Okay! So, today I wanted to touch on this subject. I took a Instagram poll this morning and the results were kind of wild to me but at the same time, I kind of already knew. More than half of people say that they feel their friends and family don’t support their journey to weight loss.
What made me think of this? I realize whenever I post about my journey on my personal Facebook page, almost nobody comments or likes it. Sometimes, zero. It makes me feel really stupid. I’m like wow, nobody freaking cares. Lol. But when I post on IG, I get so many reactions from total and complete strangers who are supporting me, encouraging me and applauding me. It makes me feel so good and honestly has given me motivation to keep going whenever I was feeling down or I wanted to give up.
It was the reason that I started my @myadventuretofit IG in the first place. I tried and failed publicly on my personal Facebook probably 20+ times. So maybe, people were sick of hearing about it. Maybe they just already knew the ending and thought I should quit talking about it and just do it. I DON’T KNOW. I remember my FIRST Instagram post I wrote which was a I AM STARTING MY JOURNEY post, it got over 60 likes. 60 likes from people I didn’t know and never met. I was overly excited like WOW these people believe in me! If strangers believe in me, then I need to believe in me!

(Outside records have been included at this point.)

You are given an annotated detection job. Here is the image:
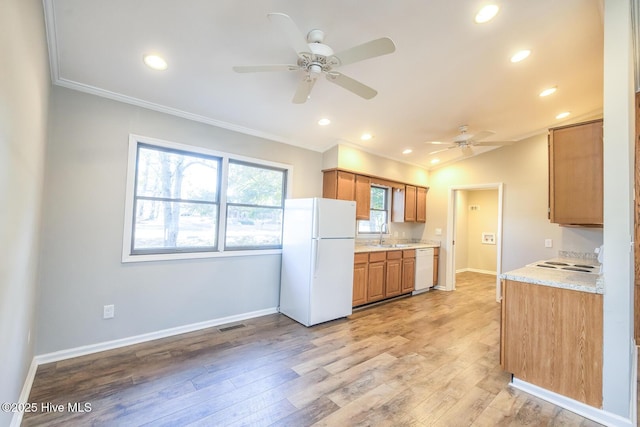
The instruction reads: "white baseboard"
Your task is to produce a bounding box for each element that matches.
[9,357,38,427]
[35,307,278,366]
[456,268,496,276]
[511,377,635,427]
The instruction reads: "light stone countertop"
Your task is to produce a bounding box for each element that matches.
[500,258,604,294]
[355,242,440,253]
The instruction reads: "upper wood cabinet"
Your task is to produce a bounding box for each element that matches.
[322,169,429,222]
[391,185,429,222]
[549,120,603,227]
[416,187,427,222]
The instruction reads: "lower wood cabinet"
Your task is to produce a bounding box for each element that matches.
[500,280,603,408]
[352,249,416,307]
[384,251,402,298]
[352,253,369,307]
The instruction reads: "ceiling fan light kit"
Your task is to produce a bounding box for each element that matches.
[233,13,396,104]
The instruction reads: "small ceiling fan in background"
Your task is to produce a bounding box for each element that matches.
[233,13,396,104]
[426,125,514,156]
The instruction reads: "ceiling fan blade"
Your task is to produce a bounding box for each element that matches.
[473,141,515,147]
[333,37,396,65]
[470,130,495,141]
[233,64,300,73]
[327,71,378,99]
[291,74,317,104]
[427,145,456,156]
[267,12,311,54]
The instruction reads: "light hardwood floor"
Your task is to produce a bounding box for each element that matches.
[23,273,599,427]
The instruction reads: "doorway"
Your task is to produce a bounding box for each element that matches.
[444,183,503,301]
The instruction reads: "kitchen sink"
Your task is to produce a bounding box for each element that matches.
[369,243,411,248]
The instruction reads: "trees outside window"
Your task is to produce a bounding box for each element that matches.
[123,135,288,261]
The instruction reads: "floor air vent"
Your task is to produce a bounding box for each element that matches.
[218,323,247,332]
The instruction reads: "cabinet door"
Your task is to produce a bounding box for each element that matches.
[385,259,402,297]
[352,259,369,307]
[404,185,416,222]
[433,253,440,286]
[402,258,416,294]
[549,120,603,225]
[336,171,356,201]
[367,261,385,302]
[416,187,428,222]
[355,175,371,219]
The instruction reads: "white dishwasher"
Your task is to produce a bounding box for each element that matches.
[412,248,434,295]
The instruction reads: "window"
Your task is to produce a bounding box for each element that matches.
[358,185,389,234]
[122,135,289,262]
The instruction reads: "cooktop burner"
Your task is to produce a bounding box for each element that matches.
[528,261,600,274]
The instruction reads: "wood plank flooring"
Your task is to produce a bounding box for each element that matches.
[22,273,599,427]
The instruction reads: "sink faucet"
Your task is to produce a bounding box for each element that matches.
[378,223,386,245]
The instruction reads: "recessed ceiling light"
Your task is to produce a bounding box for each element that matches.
[475,4,500,24]
[540,86,558,96]
[511,49,531,62]
[143,55,167,71]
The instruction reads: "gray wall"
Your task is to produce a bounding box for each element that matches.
[37,87,322,354]
[0,0,50,425]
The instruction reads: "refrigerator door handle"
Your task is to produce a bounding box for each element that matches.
[313,239,320,277]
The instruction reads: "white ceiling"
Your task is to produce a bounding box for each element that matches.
[45,0,603,168]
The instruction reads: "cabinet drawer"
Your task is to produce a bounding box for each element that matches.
[387,251,402,259]
[369,251,387,262]
[402,249,416,258]
[353,252,369,264]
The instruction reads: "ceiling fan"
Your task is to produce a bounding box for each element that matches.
[426,125,513,156]
[233,13,396,104]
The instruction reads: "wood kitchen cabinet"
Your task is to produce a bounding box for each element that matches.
[352,249,416,307]
[367,252,387,302]
[355,175,371,220]
[500,280,602,408]
[548,120,603,227]
[352,253,369,307]
[433,248,440,286]
[391,185,428,222]
[416,187,427,222]
[400,249,416,294]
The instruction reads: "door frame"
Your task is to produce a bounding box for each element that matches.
[444,182,504,301]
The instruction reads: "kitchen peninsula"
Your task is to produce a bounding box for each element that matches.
[500,252,604,408]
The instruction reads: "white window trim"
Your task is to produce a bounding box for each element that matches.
[122,134,293,263]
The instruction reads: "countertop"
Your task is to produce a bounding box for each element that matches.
[355,241,440,253]
[500,258,604,294]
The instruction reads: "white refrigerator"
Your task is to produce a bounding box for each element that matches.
[280,198,356,326]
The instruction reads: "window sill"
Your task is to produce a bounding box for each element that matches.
[122,249,282,263]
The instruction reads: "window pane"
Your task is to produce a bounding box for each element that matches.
[225,206,282,249]
[371,186,387,210]
[227,162,285,206]
[136,146,220,202]
[133,200,218,251]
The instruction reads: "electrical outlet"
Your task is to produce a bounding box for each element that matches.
[102,304,116,319]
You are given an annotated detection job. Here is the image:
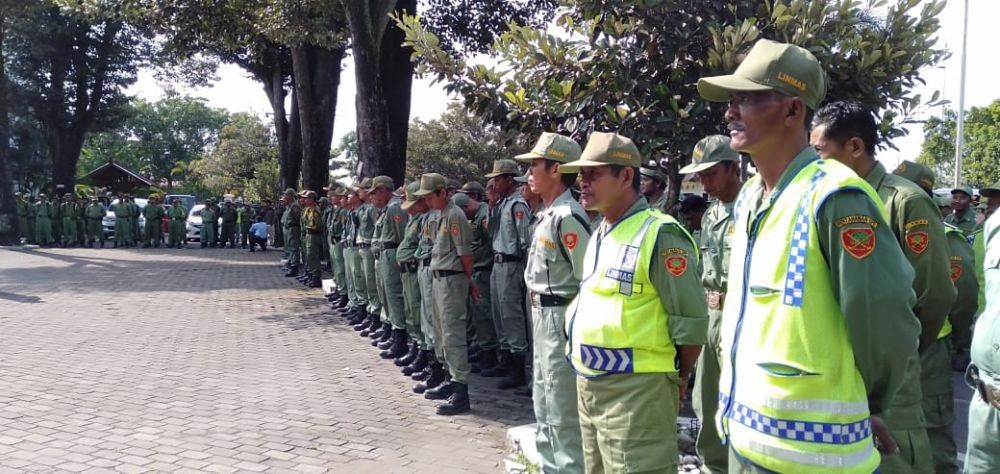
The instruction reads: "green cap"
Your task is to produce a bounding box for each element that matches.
[451,193,472,207]
[680,135,740,174]
[486,160,521,178]
[368,176,395,191]
[979,181,1000,199]
[559,132,642,173]
[892,160,934,194]
[514,132,582,163]
[934,196,951,207]
[951,184,975,198]
[698,39,826,110]
[399,180,420,211]
[413,173,448,197]
[639,166,667,183]
[458,181,486,196]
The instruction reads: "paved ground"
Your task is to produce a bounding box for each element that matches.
[0,248,532,473]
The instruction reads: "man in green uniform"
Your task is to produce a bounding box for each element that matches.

As far as our own family, this is a tough one (sigh). I grew up in obesity. The majority of my family on both my mom and my dads side has battled obesity my entire lifetime. I think partially, most of them just accept it and think this is the body they were given and they just have to embrace it. It’s actually a crock of ****. I remember believing that too. In 2016, for the first time in my life I came to terms with the fact that I was obese, my entire family was obese and this is just my genetics, so deal with it. That year, I gained 30 more pounds and my highest weight ever. Do I believe obesity is genetic? Yes. For one reason only, I have friends who eat 5000 calories every day and are not active at all and have never been over 120 pounds. Is that because of anything other than genetics? No. For my body type, I have to work my *** off to lose weight AND to maintain. So clearly, there’s different body types. Do we have to work harder than some? Absolutely, but that does NOT mean it can’t be done.
That’s where the family not supporting you comes in. I have had a lot of people with siblings and parents say their family members roll their eyes every single time they decide to try and lose weight again. Trust me, I’ve experienced this too. I’m here to tell you, that used to be enough to make me not want to try. It was the assisting that voice in your head going “why are you doing this, you know you’re just going to fail again like usual”.
Why do they do it? Two reasons:
1) I TRULY believe one reason they do it is because they don’t want to see you succeed. Does this sound bad/over the top? YES, but hear me out. I don’t believe it is intentional on their end. I believe that subconsciously they find you trying to better your life a threat. If you do it and succeed, then they have no excuse because ACTUALLY, IT CAN BE DONE. People don’t want to see that right in front of their face. They want to believe the 5 million excuses they have in their own head and you proving all those excuses wrong, confuses them. It proves a point that they think they had all figured out.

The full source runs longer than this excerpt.